Matt Dula

Collaborators: Cory Hilton, Anton Schlegel, Derek Bowman

# Memory and Performance

The lecture covered how data flows through a computer in order to execute our code. Most importantly, we introduced the memory hierarchy, the fetch-execute-store cycle, and the basic idea of how data is laid out in memory (also called **data locality**)

In this workbook, you'll put these ideas together to learn:
* why NumPy arrays are faster than lists for particular kinds of applications
* why some methods of creating lists are faster than others

Future lessons will build on this understanding of data locality and how it impacts performance, as well as the ability to time code execution.

---
## Diagraming Memory Flow

In the last part of lecture, we introduced **cache lines** as well as the implementation underlying **Python lists** and **NumPy arrays**. 

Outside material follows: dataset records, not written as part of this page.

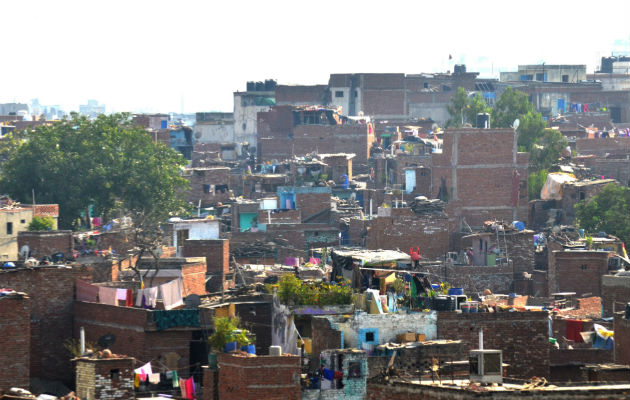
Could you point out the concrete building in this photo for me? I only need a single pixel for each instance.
(214, 127)
(92, 109)
(546, 73)
(259, 97)
(15, 218)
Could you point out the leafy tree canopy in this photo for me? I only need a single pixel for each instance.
(41, 223)
(547, 148)
(513, 105)
(108, 163)
(464, 109)
(608, 211)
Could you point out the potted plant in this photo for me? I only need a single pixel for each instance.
(223, 338)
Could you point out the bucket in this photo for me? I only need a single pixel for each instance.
(212, 360)
(232, 346)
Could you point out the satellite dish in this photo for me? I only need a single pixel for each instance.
(25, 251)
(516, 123)
(192, 301)
(106, 341)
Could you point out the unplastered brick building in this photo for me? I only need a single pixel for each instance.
(105, 378)
(15, 340)
(523, 337)
(262, 377)
(482, 176)
(287, 131)
(51, 290)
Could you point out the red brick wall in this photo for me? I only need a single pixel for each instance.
(51, 290)
(211, 176)
(615, 289)
(523, 337)
(473, 279)
(622, 339)
(310, 204)
(217, 254)
(194, 278)
(430, 233)
(263, 377)
(15, 338)
(580, 356)
(45, 243)
(133, 332)
(478, 197)
(324, 337)
(579, 271)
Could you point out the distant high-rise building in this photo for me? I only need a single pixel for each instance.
(92, 109)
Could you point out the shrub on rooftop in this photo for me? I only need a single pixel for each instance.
(293, 291)
(41, 223)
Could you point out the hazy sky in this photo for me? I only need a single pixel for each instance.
(157, 55)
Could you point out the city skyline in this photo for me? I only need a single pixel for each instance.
(161, 57)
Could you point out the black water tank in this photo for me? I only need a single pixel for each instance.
(483, 120)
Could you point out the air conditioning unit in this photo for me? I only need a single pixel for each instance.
(486, 366)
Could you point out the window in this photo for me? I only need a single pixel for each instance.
(354, 369)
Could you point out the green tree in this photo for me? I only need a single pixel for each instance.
(464, 108)
(608, 211)
(107, 163)
(41, 223)
(535, 183)
(547, 148)
(513, 105)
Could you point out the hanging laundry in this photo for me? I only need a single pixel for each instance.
(154, 378)
(107, 296)
(182, 387)
(190, 388)
(121, 294)
(145, 369)
(129, 300)
(172, 294)
(86, 291)
(574, 327)
(147, 297)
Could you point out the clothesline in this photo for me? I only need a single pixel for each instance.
(170, 293)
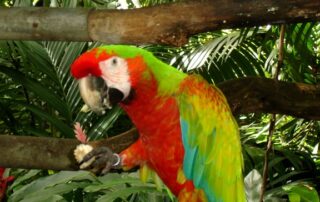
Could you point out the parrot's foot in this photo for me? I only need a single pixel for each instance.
(100, 160)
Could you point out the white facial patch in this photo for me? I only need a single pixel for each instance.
(115, 73)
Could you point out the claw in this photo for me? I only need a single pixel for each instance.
(100, 160)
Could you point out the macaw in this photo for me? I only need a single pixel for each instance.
(187, 133)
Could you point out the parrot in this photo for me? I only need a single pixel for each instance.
(187, 133)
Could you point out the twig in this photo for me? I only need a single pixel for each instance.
(272, 117)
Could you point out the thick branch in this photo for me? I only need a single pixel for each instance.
(245, 95)
(254, 95)
(166, 24)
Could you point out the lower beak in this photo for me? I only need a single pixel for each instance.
(97, 95)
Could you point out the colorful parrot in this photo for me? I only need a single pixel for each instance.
(187, 133)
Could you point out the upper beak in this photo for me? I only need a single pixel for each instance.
(92, 90)
(97, 95)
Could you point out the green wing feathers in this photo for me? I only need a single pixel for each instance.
(213, 157)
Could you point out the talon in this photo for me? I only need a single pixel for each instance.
(98, 160)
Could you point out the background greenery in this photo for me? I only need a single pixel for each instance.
(38, 97)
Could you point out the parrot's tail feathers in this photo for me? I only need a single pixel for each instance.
(193, 195)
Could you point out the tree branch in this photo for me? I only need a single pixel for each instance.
(246, 95)
(164, 24)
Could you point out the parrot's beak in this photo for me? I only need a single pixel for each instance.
(97, 95)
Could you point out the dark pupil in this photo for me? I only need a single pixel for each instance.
(114, 61)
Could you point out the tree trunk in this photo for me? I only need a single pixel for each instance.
(246, 95)
(170, 24)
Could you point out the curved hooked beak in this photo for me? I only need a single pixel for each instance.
(97, 95)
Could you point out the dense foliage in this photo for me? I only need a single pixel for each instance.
(39, 98)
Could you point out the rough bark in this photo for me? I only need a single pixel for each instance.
(247, 95)
(165, 24)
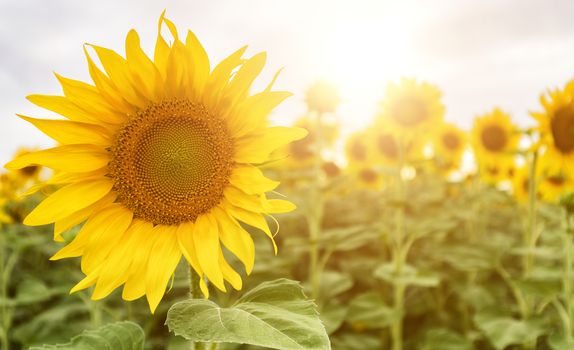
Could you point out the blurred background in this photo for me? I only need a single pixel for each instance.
(479, 53)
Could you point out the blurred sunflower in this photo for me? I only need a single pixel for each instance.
(556, 125)
(301, 153)
(357, 150)
(322, 97)
(387, 146)
(367, 177)
(449, 144)
(494, 139)
(159, 158)
(411, 109)
(520, 183)
(553, 186)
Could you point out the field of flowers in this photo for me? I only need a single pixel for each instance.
(187, 221)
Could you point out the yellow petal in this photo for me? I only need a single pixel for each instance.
(70, 158)
(219, 79)
(78, 217)
(242, 80)
(187, 246)
(251, 180)
(236, 239)
(206, 239)
(106, 87)
(199, 63)
(250, 218)
(64, 107)
(104, 238)
(68, 200)
(229, 273)
(257, 146)
(89, 98)
(144, 73)
(71, 132)
(117, 70)
(116, 268)
(162, 262)
(135, 286)
(251, 113)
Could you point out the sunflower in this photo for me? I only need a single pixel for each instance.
(322, 97)
(357, 150)
(159, 159)
(520, 184)
(554, 186)
(367, 177)
(386, 146)
(494, 139)
(556, 124)
(412, 109)
(449, 144)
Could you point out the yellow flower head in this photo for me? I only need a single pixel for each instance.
(556, 124)
(494, 139)
(367, 177)
(387, 146)
(322, 97)
(520, 184)
(412, 109)
(449, 144)
(159, 158)
(553, 185)
(357, 149)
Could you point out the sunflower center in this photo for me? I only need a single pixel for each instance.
(450, 141)
(368, 175)
(494, 138)
(409, 111)
(562, 126)
(171, 162)
(387, 146)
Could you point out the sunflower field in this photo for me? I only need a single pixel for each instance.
(171, 212)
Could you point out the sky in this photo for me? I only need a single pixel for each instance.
(480, 53)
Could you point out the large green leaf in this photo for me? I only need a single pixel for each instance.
(275, 314)
(114, 336)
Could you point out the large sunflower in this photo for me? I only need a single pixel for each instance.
(494, 140)
(412, 109)
(556, 125)
(159, 158)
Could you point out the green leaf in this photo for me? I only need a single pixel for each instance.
(274, 314)
(503, 331)
(558, 341)
(445, 339)
(408, 276)
(114, 336)
(369, 311)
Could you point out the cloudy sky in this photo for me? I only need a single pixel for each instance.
(481, 53)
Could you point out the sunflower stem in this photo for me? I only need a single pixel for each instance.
(3, 294)
(530, 236)
(316, 213)
(400, 253)
(567, 277)
(195, 293)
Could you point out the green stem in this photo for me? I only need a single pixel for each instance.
(400, 253)
(567, 277)
(316, 211)
(4, 295)
(195, 293)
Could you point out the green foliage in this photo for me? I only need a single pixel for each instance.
(275, 314)
(113, 336)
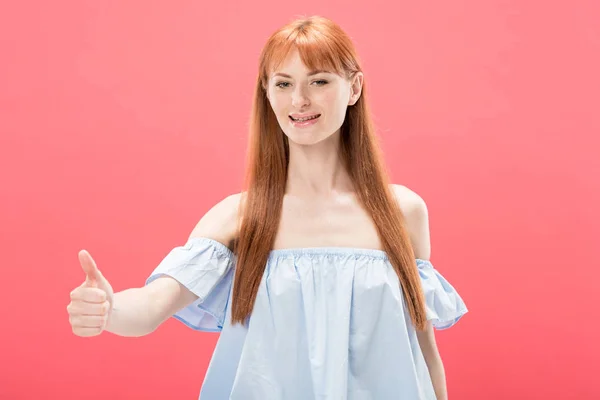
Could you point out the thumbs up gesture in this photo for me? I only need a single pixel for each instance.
(91, 303)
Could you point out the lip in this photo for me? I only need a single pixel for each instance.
(297, 116)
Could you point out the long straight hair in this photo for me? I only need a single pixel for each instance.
(322, 44)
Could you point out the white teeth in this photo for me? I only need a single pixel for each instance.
(304, 119)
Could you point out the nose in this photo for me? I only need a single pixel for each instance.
(299, 97)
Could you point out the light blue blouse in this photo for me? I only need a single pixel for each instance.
(328, 323)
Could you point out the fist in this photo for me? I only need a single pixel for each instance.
(91, 302)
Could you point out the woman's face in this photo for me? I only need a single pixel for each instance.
(310, 105)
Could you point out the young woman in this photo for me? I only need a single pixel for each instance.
(317, 274)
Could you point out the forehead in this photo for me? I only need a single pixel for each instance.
(293, 65)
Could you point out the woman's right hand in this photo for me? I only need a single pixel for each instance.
(92, 302)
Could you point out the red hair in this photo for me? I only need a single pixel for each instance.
(322, 44)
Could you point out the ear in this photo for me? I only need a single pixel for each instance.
(355, 88)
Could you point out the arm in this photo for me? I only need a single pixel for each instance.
(416, 217)
(140, 311)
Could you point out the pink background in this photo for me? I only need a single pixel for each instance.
(121, 123)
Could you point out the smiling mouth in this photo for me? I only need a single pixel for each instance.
(305, 119)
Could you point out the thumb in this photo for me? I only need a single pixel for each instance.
(88, 265)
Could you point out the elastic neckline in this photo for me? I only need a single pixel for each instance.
(297, 251)
(328, 250)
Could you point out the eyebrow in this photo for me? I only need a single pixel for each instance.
(311, 73)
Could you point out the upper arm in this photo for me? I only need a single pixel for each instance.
(220, 224)
(416, 217)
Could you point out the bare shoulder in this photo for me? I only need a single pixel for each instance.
(416, 218)
(220, 223)
(409, 200)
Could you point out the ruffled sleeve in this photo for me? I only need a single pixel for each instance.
(206, 268)
(443, 304)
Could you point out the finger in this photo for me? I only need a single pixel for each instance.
(88, 294)
(81, 308)
(87, 321)
(87, 332)
(89, 266)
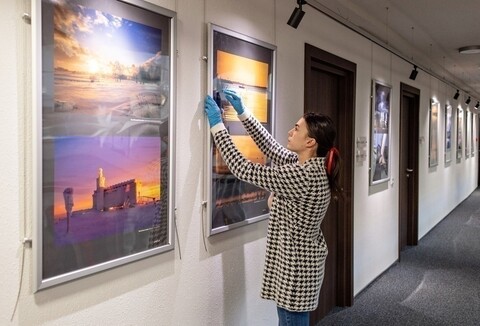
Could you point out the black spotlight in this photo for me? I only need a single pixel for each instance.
(414, 73)
(457, 94)
(297, 14)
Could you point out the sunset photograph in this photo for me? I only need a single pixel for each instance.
(106, 70)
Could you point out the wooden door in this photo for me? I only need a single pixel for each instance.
(329, 89)
(408, 183)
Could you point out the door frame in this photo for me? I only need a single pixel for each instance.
(413, 124)
(346, 117)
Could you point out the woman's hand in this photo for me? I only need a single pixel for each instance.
(235, 100)
(213, 112)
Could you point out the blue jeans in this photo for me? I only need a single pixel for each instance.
(292, 318)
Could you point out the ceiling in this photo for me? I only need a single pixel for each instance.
(426, 32)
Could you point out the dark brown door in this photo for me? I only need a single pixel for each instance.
(408, 183)
(329, 89)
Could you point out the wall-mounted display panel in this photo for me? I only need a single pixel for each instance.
(380, 133)
(460, 133)
(448, 133)
(246, 65)
(104, 116)
(433, 134)
(472, 137)
(468, 133)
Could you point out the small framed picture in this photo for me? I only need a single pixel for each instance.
(380, 133)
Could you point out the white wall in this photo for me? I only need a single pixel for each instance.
(219, 286)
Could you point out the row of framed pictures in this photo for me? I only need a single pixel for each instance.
(380, 133)
(104, 102)
(104, 111)
(465, 140)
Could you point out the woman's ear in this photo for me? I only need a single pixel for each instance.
(311, 142)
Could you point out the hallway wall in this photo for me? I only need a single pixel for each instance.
(219, 286)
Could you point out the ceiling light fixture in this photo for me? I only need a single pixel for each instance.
(414, 73)
(457, 94)
(471, 49)
(297, 14)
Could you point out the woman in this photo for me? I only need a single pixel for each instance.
(301, 180)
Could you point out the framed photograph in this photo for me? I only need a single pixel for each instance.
(448, 133)
(472, 137)
(433, 134)
(467, 133)
(104, 116)
(459, 133)
(246, 65)
(380, 133)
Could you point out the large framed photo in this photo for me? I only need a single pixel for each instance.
(448, 133)
(433, 134)
(104, 116)
(472, 137)
(246, 65)
(380, 133)
(468, 139)
(459, 133)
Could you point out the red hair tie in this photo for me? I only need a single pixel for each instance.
(330, 163)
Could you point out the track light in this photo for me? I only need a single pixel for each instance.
(457, 94)
(414, 73)
(297, 14)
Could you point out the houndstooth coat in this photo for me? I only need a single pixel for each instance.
(296, 249)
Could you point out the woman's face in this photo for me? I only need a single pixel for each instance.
(298, 137)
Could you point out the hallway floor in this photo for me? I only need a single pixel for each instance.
(434, 283)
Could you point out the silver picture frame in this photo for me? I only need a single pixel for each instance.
(247, 65)
(104, 116)
(433, 149)
(380, 132)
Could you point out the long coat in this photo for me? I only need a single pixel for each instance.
(296, 249)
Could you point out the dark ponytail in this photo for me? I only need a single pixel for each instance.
(322, 129)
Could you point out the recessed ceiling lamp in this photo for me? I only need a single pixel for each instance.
(457, 94)
(297, 14)
(471, 49)
(414, 73)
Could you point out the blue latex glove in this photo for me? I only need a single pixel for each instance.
(213, 111)
(235, 100)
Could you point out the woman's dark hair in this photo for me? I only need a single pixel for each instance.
(322, 129)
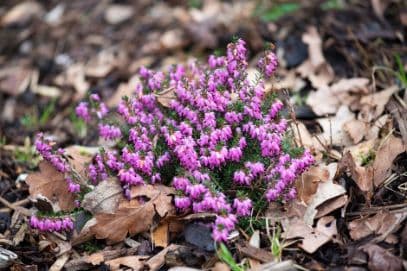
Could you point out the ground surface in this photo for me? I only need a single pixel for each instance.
(342, 64)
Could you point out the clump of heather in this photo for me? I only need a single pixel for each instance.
(220, 141)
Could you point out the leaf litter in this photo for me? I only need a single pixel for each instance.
(355, 130)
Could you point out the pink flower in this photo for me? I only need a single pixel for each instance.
(82, 111)
(182, 203)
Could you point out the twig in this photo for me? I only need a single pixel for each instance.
(20, 209)
(15, 204)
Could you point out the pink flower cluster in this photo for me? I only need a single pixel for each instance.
(46, 150)
(218, 125)
(51, 224)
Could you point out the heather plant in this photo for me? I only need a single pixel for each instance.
(218, 138)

The structure of NumPy arrays let's them take advantage of cache lines due to high data locality.

For simplicity in the following exercises, **you only need to consider RAM and L1 cache.** We'll use these to represent the whole memory hierarchy (e.g. ingore L2 and L3 cahces). Assume the L1 cache is large enough that it can hold many cache lines and we don't have to worry about data being deleted from it. Also assume that the CPU's registers are so small it is very unlikely that they see any data re-use.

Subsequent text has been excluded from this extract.